Intryga się udaje. Krzysztof Pisarczyk alias Krzysia Pisarczykówna-Madame Kissy zostaje najjaśniejszą gwiazdą firmy Karoliny Bielińskiej vel Karola Bielińskiego. Jednak po pewnym czasie zapętlają się w swych wcieleniach. Karolem Bielińskim interesuje się policja, podejrzewająca, iż prezes uprowadził pannę Bielińską i przejął jej pieniądze. Aby odwrócić podejrzenia, rolę Karoliny podczas konfrontacji odgrywa Jadzia.
W tym wcieleniu Jadzię widzi Jacek. Oczywiście, zakochują się w sobie od pierwszego wejrzenia. Jadzia zaczyna się trochę zapętlać w odgrywanych rolach:
„(…)- To pani? – zdumiał się Potocki.
- To nie ja! – wyjaśniła zdenerwowana Jadzia. – To moja siostra!
- Ach, siostra – pokiwał głową Jacek. – Rozumiem.
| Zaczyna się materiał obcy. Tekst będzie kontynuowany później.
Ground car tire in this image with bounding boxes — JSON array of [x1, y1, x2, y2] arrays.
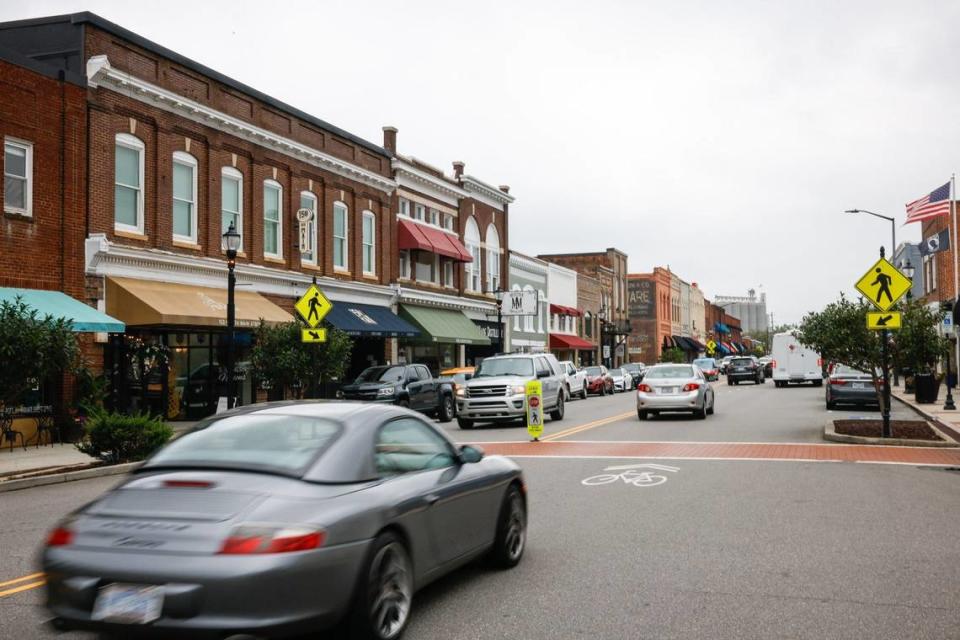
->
[[695, 405, 707, 420], [457, 417, 474, 430], [580, 386, 588, 400], [599, 384, 606, 396], [550, 393, 565, 421], [727, 379, 733, 386], [397, 398, 410, 409], [437, 395, 455, 423], [707, 396, 715, 415], [826, 400, 836, 410], [486, 485, 526, 569], [813, 380, 823, 387], [349, 531, 413, 640], [638, 409, 647, 420]]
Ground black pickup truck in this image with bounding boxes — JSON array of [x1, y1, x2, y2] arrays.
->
[[339, 364, 456, 422]]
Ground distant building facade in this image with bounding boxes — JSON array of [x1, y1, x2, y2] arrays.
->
[[714, 289, 768, 335], [506, 251, 548, 353]]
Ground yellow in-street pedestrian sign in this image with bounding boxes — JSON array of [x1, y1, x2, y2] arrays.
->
[[301, 328, 327, 343], [854, 258, 912, 312], [706, 339, 717, 354], [866, 312, 902, 331], [295, 284, 332, 328], [525, 380, 543, 441]]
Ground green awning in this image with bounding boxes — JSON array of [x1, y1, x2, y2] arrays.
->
[[0, 288, 125, 333], [399, 304, 491, 346]]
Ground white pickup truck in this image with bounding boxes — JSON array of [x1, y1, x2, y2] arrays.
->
[[560, 360, 588, 400]]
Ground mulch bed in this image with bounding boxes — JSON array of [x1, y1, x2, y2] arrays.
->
[[834, 420, 943, 441]]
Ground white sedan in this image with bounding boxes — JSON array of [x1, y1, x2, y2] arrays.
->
[[611, 367, 632, 392]]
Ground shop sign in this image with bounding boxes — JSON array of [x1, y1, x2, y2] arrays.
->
[[501, 289, 539, 316]]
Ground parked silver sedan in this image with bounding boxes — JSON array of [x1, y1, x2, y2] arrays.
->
[[42, 402, 526, 639], [636, 363, 715, 420]]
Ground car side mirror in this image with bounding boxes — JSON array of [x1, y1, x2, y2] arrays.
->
[[459, 444, 484, 464]]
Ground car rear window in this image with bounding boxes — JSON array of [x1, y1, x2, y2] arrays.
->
[[693, 359, 716, 368], [585, 366, 604, 376], [645, 366, 694, 379], [731, 358, 754, 366], [145, 414, 341, 476]]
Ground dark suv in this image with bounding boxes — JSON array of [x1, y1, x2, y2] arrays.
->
[[726, 357, 765, 385]]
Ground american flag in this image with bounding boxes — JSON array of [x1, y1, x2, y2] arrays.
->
[[905, 181, 951, 224]]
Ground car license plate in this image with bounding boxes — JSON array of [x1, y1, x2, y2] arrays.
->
[[92, 584, 163, 624], [659, 387, 676, 395], [852, 382, 865, 389]]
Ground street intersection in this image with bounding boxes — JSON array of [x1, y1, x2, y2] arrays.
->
[[2, 382, 958, 639]]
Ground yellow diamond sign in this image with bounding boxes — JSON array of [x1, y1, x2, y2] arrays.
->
[[854, 258, 912, 312], [295, 285, 332, 328], [301, 328, 327, 343], [866, 311, 902, 331]]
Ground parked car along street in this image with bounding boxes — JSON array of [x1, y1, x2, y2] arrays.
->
[[636, 363, 715, 420], [610, 367, 633, 393], [622, 362, 645, 388], [560, 360, 588, 400], [583, 365, 615, 396], [726, 356, 765, 385], [456, 353, 566, 429], [340, 364, 456, 422], [825, 365, 880, 409], [692, 357, 720, 381]]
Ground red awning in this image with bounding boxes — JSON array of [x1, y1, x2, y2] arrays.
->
[[549, 303, 583, 317], [397, 219, 473, 262], [397, 218, 433, 252], [550, 333, 595, 350]]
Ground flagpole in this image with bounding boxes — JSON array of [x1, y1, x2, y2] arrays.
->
[[952, 173, 958, 396]]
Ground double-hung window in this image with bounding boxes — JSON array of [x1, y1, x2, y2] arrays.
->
[[399, 198, 410, 217], [362, 210, 376, 275], [333, 201, 348, 270], [399, 250, 411, 279], [414, 203, 425, 221], [172, 152, 198, 243], [263, 180, 282, 258], [221, 167, 243, 247], [3, 138, 32, 216], [428, 208, 439, 226], [114, 134, 144, 234], [443, 259, 454, 287], [443, 213, 454, 230], [300, 192, 318, 264]]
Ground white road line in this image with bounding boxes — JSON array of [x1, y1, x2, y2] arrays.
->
[[505, 439, 958, 450], [500, 454, 958, 467]]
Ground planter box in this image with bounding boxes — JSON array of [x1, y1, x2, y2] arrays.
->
[[914, 373, 940, 404]]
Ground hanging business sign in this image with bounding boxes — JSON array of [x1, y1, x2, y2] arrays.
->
[[501, 289, 539, 316]]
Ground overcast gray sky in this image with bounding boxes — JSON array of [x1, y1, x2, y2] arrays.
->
[[6, 0, 959, 323]]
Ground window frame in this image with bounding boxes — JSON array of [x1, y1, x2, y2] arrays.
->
[[3, 137, 33, 217], [263, 179, 283, 259], [333, 201, 349, 270], [464, 217, 482, 293], [414, 203, 425, 221], [300, 190, 318, 265], [443, 259, 454, 288], [362, 210, 376, 275], [399, 249, 411, 279], [172, 151, 198, 244], [221, 167, 243, 249], [399, 198, 410, 217], [114, 133, 145, 235]]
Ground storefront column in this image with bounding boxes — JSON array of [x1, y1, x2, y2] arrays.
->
[[387, 337, 398, 365], [458, 344, 466, 367]]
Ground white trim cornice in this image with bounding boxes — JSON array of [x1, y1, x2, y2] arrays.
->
[[84, 234, 397, 306], [86, 55, 396, 195], [392, 159, 468, 206], [397, 285, 497, 316], [460, 174, 515, 209], [509, 251, 549, 275]]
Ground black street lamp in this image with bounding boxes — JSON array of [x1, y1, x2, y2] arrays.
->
[[222, 222, 242, 409], [487, 285, 507, 354]]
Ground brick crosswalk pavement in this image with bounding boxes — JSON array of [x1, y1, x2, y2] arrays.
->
[[478, 440, 960, 466]]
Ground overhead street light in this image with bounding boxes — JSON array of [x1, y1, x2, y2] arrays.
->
[[845, 209, 896, 258]]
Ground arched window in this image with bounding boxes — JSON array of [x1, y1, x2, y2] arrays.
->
[[114, 133, 144, 234], [537, 289, 546, 334], [512, 284, 522, 331], [523, 285, 535, 332], [464, 217, 481, 292], [485, 224, 501, 292], [172, 151, 198, 243], [584, 311, 593, 338]]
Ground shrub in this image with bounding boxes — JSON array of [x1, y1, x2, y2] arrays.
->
[[76, 409, 173, 463]]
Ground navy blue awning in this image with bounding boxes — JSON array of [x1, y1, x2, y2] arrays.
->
[[325, 302, 420, 338]]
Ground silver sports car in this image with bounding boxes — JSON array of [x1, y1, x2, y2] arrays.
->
[[42, 402, 526, 639]]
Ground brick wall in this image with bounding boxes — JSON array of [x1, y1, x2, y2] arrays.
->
[[920, 212, 957, 303], [0, 58, 87, 297]]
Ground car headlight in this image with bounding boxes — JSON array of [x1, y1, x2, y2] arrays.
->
[[335, 390, 344, 399], [512, 385, 526, 395], [456, 386, 467, 397], [377, 387, 395, 397]]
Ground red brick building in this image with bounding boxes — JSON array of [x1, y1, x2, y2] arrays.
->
[[627, 268, 673, 363]]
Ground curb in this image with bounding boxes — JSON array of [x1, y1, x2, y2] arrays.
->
[[0, 462, 141, 493], [891, 393, 960, 442], [822, 420, 959, 448]]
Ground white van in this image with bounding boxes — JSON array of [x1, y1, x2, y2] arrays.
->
[[771, 332, 823, 387]]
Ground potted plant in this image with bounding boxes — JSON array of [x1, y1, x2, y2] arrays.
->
[[891, 302, 948, 404]]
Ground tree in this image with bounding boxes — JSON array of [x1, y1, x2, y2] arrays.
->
[[891, 300, 947, 375], [659, 347, 686, 363], [800, 294, 885, 408], [250, 322, 353, 398], [0, 298, 79, 409]]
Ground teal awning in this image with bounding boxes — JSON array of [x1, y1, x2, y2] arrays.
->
[[0, 288, 125, 333]]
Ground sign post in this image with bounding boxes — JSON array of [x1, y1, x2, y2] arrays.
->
[[855, 249, 913, 438], [525, 380, 543, 442]]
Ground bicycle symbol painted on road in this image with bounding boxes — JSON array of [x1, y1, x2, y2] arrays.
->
[[581, 463, 680, 488]]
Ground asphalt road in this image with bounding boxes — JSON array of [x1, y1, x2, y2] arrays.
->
[[1, 381, 957, 639]]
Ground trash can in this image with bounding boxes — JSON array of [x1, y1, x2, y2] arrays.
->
[[914, 373, 940, 404]]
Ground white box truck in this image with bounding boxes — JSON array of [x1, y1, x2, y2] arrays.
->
[[771, 332, 823, 387]]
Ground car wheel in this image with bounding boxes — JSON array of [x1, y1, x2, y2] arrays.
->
[[437, 395, 455, 423], [599, 384, 606, 396], [695, 404, 707, 419], [486, 485, 526, 569], [826, 399, 836, 410], [550, 393, 565, 421], [349, 531, 413, 640], [727, 379, 733, 386], [397, 398, 410, 409], [707, 396, 715, 415], [580, 386, 588, 400], [638, 408, 647, 420], [457, 417, 474, 430]]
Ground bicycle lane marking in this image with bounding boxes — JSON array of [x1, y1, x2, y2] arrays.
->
[[581, 463, 680, 487]]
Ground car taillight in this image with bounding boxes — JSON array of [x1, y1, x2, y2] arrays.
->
[[817, 358, 823, 367], [683, 383, 700, 391], [46, 526, 74, 547], [219, 525, 325, 555], [828, 378, 846, 385], [637, 384, 652, 393], [164, 480, 214, 489], [771, 360, 777, 368]]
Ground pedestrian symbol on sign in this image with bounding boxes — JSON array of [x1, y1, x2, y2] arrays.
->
[[854, 258, 912, 312], [870, 268, 893, 305]]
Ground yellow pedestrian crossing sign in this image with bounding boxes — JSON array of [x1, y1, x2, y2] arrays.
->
[[866, 312, 902, 331], [706, 340, 717, 354], [295, 285, 332, 328], [854, 258, 912, 312], [301, 328, 327, 343]]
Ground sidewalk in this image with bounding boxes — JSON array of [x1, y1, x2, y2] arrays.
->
[[890, 383, 960, 441], [0, 421, 198, 482]]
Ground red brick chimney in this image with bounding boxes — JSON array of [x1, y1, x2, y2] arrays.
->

- Ale cóż pan tu robi? Wielki potentat, fabryka instrumentów – i gra w nocnym lokalu? – dopytywała nerwowo Jadzia.
- Fabryka instrumentów? – Jacek podskoczył jak ukłuty szpilką. – Skąd pani wie?!
- Niechże pan nie udaje. Ja przecież czytam gazety… Wiem, co to jest Potocki Industries.
- Aaaa - Jacek westchnął przeciągle i usiadł. – To nie moja fabryka, tylko stryja, panno Karolino…
- Ja… – chciała poprawić Jadzia i ugryzła się w język. - Ja nie jestem Karolina – dodała spłoszonym szeptem.
- Ależ po co te ceregiele? – Potocki ujął jej dłonie. – Ja przecież wszystko rozumiem. Pani jest swoją siostrą, to jasne jak słońce. A Karol Bieliński jest pani bratem. Bratem pani siostry. Siostry pani.
- Nie! – Jadzia zakryła usta dłonią.
- O, ja jestem domyślny – zaśmiał się demaskatorsko Jacek. - Jeśli w domu Karoliny Bielińskiej biuro firmy ma słynny Karol Bieliński, to musi być to albo rodzeństwo, albo małżeństwo. A pani jest siostrą. Własną siostrą. Siostrą siostry. Nie, ja nic nie rozumiem! – potrząsnął głową.
- Och, bo te koligacje są takie skomplikowane – zaśmiała się sztucznie perliście Jadzia.
- To jak pani właściwie na imię? – zapytał Jacek, wpatrując się w nią rozmarzonym wzrokiem.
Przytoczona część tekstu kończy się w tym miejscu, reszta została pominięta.